Thirty-four percent of  16- and 17-year-olds admit they’ve sent and responded to text messages while driving. Be specific about what’s not permitted, including the penalties for breaking these rule (consider taking away her phone or limiting her driving to school and work only). This includes talking on a cellphone, texting, checking social media, eating, applying make-up or fiddling with the radio. 

Make sure he gets enough sleep before getting behind the wheel.

Drowsy driving causes thousands of teen crashes each year, so if your teen is staying up late to cram for an exam, be sure to drive him to school the next morning. 

Only let your teen drive during the day for at least the first six months.

According to the Motor Vehicle Commission, teen crash rates are three times higher after 9 pm. Impose your own addendums to the Graduated Driver’s License (GDL)  rules. His curfew may be 11 pm legally, but in your house, make the rule that he has to be back right after track practice. 

Keep tabs on her with apps.

Download safety apps that help you locate your teen or keep her off her phone while driving. Try Cellcontrol—an app that disables texting and emailing on all cellphones while the car is in motion. Or the SafeDrive app, that sends you texts about where she is and when she exceeds speed limits. 

Teach him to fix a flat before he’s allowed to drive.

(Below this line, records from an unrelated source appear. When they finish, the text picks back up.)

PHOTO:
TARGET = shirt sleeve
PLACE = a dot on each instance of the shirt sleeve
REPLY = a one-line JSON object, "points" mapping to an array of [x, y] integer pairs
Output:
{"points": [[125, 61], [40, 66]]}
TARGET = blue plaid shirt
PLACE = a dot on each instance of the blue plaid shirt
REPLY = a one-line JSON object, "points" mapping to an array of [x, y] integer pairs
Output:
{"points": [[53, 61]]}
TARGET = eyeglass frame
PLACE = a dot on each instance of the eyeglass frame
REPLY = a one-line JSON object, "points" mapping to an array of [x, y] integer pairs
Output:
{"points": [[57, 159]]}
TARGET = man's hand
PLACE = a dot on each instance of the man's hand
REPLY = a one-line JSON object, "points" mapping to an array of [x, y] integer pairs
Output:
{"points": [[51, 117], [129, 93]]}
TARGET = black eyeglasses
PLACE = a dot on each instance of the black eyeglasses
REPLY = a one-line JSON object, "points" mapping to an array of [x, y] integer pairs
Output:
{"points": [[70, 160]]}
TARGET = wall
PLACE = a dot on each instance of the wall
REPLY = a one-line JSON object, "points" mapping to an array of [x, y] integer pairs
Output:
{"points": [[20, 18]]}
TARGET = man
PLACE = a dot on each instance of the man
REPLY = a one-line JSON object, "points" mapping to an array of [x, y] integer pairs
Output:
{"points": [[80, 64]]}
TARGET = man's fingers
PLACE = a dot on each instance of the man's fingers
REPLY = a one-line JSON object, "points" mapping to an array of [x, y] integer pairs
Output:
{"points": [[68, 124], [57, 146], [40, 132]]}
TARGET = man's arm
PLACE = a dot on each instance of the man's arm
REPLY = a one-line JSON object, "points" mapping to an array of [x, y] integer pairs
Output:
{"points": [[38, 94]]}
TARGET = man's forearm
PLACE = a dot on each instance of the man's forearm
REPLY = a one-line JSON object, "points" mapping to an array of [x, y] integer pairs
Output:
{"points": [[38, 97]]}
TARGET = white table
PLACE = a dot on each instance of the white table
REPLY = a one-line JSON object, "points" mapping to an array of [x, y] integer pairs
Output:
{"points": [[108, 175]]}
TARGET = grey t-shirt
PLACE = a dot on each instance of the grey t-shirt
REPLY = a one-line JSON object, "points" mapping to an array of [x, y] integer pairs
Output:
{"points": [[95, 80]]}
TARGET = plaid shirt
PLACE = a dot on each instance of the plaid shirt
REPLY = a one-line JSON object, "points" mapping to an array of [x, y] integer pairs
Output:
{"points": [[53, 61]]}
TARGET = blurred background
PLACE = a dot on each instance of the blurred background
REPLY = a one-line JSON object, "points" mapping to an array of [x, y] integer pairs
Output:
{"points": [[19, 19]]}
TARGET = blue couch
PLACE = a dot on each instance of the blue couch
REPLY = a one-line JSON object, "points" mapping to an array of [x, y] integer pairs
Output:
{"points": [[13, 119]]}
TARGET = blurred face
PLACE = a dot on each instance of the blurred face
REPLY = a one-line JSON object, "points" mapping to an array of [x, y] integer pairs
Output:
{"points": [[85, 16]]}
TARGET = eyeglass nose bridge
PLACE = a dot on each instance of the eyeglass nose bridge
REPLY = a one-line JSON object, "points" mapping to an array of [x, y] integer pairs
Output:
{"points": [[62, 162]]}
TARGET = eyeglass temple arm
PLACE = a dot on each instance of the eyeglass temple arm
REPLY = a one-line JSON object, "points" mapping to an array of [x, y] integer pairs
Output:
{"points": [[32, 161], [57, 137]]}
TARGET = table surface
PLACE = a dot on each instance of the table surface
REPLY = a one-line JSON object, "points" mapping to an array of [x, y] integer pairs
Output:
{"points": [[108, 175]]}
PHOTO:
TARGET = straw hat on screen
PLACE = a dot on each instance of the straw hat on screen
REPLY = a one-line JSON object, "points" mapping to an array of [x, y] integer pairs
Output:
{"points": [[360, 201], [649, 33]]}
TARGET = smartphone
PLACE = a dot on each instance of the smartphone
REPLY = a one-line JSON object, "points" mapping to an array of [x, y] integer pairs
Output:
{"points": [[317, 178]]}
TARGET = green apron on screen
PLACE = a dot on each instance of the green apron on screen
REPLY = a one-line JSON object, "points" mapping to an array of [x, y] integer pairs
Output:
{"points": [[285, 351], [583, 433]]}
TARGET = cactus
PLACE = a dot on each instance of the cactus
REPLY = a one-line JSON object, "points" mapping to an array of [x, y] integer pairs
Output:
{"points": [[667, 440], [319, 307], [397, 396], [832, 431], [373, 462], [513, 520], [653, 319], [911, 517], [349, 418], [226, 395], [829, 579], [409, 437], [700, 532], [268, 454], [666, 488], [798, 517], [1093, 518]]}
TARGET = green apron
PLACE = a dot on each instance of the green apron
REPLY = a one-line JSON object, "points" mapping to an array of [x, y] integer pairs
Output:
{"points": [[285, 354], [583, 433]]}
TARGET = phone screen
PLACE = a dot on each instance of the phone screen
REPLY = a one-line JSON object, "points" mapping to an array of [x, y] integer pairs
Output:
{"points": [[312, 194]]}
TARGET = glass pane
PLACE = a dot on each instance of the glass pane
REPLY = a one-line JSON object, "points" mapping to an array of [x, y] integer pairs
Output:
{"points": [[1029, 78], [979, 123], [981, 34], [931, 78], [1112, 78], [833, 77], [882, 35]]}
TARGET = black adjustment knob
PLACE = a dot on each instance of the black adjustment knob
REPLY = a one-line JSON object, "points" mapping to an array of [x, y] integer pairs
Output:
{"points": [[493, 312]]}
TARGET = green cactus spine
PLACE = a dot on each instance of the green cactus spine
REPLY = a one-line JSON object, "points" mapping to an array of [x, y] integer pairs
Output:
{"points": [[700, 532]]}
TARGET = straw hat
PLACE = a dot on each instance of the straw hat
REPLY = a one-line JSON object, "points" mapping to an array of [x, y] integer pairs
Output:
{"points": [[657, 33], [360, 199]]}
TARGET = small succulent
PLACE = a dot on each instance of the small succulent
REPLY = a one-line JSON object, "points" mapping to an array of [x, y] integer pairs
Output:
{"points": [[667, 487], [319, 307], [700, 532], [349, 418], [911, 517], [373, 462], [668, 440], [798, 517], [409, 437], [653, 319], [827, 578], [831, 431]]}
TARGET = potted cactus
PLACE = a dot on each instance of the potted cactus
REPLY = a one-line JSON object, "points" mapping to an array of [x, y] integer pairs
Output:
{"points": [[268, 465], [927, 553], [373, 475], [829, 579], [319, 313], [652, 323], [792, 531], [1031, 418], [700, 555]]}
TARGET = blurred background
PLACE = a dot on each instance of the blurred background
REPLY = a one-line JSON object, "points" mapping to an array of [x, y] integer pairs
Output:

Car emergency services are great, but what if your new driver’s on a stretch of road with no cell service?  Or AAA tells him it’s going to be a three-hour wait? There will be times when a driver needs to be able to fix a flat by himself.

Mean what you say.

One of the toughest things about having a new driver is following through on the consequences you’ve established. Driving your kid to swim practice every morning because she skipped curfew isn’t anyone’s idea of a good time, but she broke a rule and now she has to deal with the repercussions. (And so do you. Ugh).